Even when we’re gone, we’re here. When I was fourteen someone of a similar age died; I grew distraught at such wanton possibility. There were more deaths and I had to wrest control. My Catholic disposition was insufficient for this unknowable, shapeless truth—that death itself could arrive at any moment of its choosing. So I grew possessed by near-death experiences, or NDEs. I searched every database for abatement. And all I found were various existential projections, each mind shaping its own heaven. Do we all remain imprisoned by perception, even in death? There were some universals. A warm calling light, a tunnel splitting here from there, apparitions of relatives passed, a kind of corded tether attaching soul to body. Hell was described as more of a feeling, and of one’s own making, according to those who had seen it. In fact, everything there seemed to occur by feeling alone, language itself more felt than heard. It was most universally reported: when consciousness is released from body, it perceives by innervation rather than sight.
Some doctors explain these glimpses of afterlife as mere mechanisms of dying brain, last vestiges of neural fire. Just another earthly, material phenomenon to be explained.
No one can know for sure, so we give our shapeless future a name: we call it faith, and we build it a religion.
***
There is the science of it; that we truly can’t get rid of a body. Attempt to turn deadened flesh and organ to ash, or allow its more tedious degradation into wormy matter—even if trapped in box or urn, matter cannot be made into nothing. (“…if zero is nothing…how does it make a 10 by sidling up to a 1?”) We might only be displaced or transmuted. A body releases proof of existence within any attempted destruction, molecules of cell float through atmosphere to take form in another’s breath, lodging itself inside foreign lung. We are all breathing bits of other life.
Then there is the existential testimony, the butterfly effect. Each body’s conscious matter orders it to enact some kind of story. And each act of body, however marginal, unfolds into other bodies, reverberates through time like strummed, taught string. We are peons with abject power to construct wars of the smallest kind, inside our own family or, when isolated, inside our own cell. We give life, too, donate marrow of bone, a quantum of blood or a giving hand. Factions of every decision shed onto new life, over and over again in metamorphosis.

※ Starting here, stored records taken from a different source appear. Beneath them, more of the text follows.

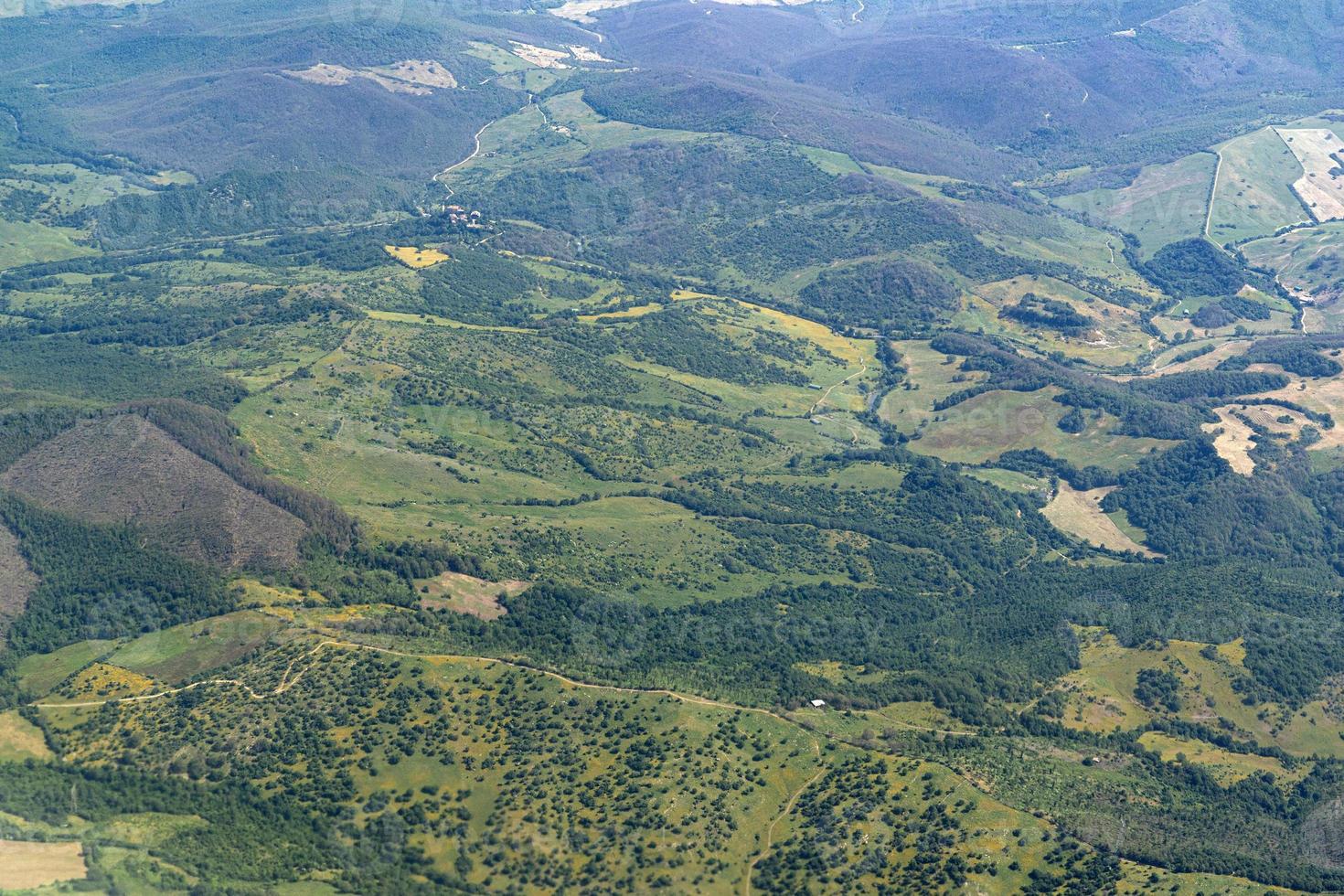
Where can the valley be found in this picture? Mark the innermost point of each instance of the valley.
(669, 446)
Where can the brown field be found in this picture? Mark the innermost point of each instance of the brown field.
(20, 739)
(1080, 513)
(468, 594)
(126, 469)
(26, 865)
(417, 258)
(1234, 441)
(1317, 148)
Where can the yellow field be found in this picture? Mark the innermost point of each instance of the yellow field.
(26, 865)
(468, 594)
(417, 258)
(1101, 695)
(20, 739)
(1234, 441)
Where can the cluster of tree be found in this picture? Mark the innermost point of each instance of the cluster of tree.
(894, 297)
(1229, 311)
(1157, 688)
(1209, 384)
(1037, 463)
(100, 581)
(73, 367)
(1050, 314)
(245, 202)
(1140, 412)
(134, 315)
(1300, 357)
(679, 337)
(211, 435)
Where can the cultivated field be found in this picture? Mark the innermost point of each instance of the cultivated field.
(1254, 194)
(1164, 205)
(1321, 185)
(27, 865)
(415, 258)
(466, 594)
(1080, 515)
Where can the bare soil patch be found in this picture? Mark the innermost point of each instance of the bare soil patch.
(468, 594)
(25, 865)
(123, 468)
(1080, 513)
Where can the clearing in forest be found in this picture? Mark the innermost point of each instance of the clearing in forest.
(1164, 203)
(1234, 441)
(27, 865)
(468, 594)
(1321, 186)
(417, 258)
(1254, 195)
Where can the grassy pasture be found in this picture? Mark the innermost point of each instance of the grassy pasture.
(1101, 695)
(1115, 338)
(1254, 195)
(1310, 263)
(415, 258)
(557, 129)
(1318, 187)
(930, 377)
(484, 753)
(1164, 205)
(39, 675)
(1080, 515)
(1227, 767)
(463, 592)
(20, 739)
(986, 426)
(27, 242)
(27, 865)
(187, 650)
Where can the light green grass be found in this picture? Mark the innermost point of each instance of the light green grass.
(1164, 205)
(185, 652)
(1253, 197)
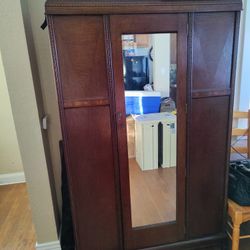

Then there is the metaphysical part, the matter of spirit. What we make of “a simulation-him.” The shape we project onto the shapeless. The birds that bring message, the clock that tells a same time. Even when they’re gone, they’re here.
Between the solar systems: emptiness. Between our neurons: emptiness. And yet we’re here.
***
When we “space out,” do we cross veil to glimpse space where formless matter roam? So much is made of how little of the brain’s real estate we actually use. Where thought loses form is perhaps where we reach our most conscious state of being. Are we capable of being both here and there?
Even when we’re here, we’re gone. To where? Not quite there. We devised a third space of mind, not formless but geometric; accepting all input, arranging it not in knowledge but scattered diorama. We can go to war untouched yet not by imagination. We can hold attention in deficit. Did we really require a purgatory for living? A space where everything can happen but never really to us? Now when we die, some component of our spirit can take shape in image to reverberate alone and forever. Bits of pixelated body lodged in inter-space, eternal and without feeling.
The mind can be Mars. The now can be flying.
But who wants to go to Mars? Soon, we will make reservations for dinner on Elon Musk’s projection of heaven. Even when we’re here, parcels of us elsewhere. We are somewhere in space, not quite here nor there. Maybe to Mars but always conjured in sight. Trapped in the limbo of our own making, not quite heaven or hell but just perpetual tunnel: Even when we’re here, we’re gone. Even when we’re gone, to nowhere.